Certainly. Since the preamp up to the power tubes was built as a Tweed 5D3 Deluxe, when that model of Deluxe came out in 1954, it had on the far right as you are looking at the amp face on, a Mic input with no grid stopper and two other Instrument jacks to the left of that Mic input jack. Both of those Instrument jacks had their own " 1 each 1 meg to ground resistor at the jack and a their own each 68K grid stopper".
The idea back then in 1954 was the ability to plug in two different guitars and a microphone to the amp. The Mic input had a separate Volume pot and the two other jacks are combined to a single Instrument Volume pot. Both Volume pots are tied into a Tone pot.
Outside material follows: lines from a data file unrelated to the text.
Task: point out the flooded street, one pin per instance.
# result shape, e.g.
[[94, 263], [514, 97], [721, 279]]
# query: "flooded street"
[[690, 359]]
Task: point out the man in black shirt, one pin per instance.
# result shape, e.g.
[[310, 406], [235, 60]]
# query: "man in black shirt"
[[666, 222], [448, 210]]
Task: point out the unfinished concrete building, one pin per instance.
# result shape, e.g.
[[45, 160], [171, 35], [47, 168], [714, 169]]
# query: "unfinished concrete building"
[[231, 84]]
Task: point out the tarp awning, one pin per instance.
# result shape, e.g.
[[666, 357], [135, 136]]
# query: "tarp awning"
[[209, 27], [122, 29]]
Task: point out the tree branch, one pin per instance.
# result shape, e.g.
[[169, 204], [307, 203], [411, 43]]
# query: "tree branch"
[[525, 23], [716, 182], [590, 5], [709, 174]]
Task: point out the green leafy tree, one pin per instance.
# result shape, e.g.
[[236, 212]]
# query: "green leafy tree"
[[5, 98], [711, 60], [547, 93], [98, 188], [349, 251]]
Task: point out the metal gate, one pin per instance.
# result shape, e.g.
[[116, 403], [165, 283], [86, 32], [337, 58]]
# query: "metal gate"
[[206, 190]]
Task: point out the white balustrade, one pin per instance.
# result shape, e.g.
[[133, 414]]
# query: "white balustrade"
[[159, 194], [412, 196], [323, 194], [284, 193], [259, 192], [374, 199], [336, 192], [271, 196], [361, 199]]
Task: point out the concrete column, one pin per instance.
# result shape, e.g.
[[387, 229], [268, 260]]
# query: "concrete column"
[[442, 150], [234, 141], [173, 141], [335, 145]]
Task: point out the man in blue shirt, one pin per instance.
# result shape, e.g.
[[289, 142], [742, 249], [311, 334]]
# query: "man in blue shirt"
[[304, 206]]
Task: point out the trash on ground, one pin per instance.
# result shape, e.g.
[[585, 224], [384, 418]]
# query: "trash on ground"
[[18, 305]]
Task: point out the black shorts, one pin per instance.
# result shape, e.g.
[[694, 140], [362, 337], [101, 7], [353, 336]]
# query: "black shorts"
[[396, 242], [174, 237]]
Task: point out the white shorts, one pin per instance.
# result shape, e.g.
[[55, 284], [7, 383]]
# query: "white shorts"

Since we have evolved from "knuckle dragging back in 1954" those input configurations were not of much service to me. I took the Mic input and pot and put a 47K grid stopper on it and left it as a "Normal Channel" (no 1meg to ground). The two other inputs became a Low and a High jack, each with the 68K grid stoppers as per 1954 spec with the High Jack also having the 1meg to ground at the input jack. I revoiced the "Bright channel" coupling cap to a .022uF from the stock .047uF cap. Bear in mind both triodes are shared bypass cathode as in a Marshall JTM45.
This allows me a nicer "Bright channel" with a Low/High option, and a good Fender "Normal channel". I can now even channel jump between the two jacks of the Normal and Bright low and blend the two channels together as on a tweed Deluxe 5E3, only with a Brighter option on the second Volume pot.
One may ask why didn't I just build a 5E3 Tweed Deluxe preamp then instead. My reason is the 5D3 Deluxe and the 5D5 Pro were the only two amps that Fender built with the 12ax7 as a floating paraphase phase invertor. To invert the signal for the other power tube required a gain stage, but you can't have one inverted signal higher that the other going to the power tubes. If looking at a schematic at first glance it looks like a long tailed pair PI, but it is not. Thus the designed floating paraphase PI. I think the tone has a unique quality.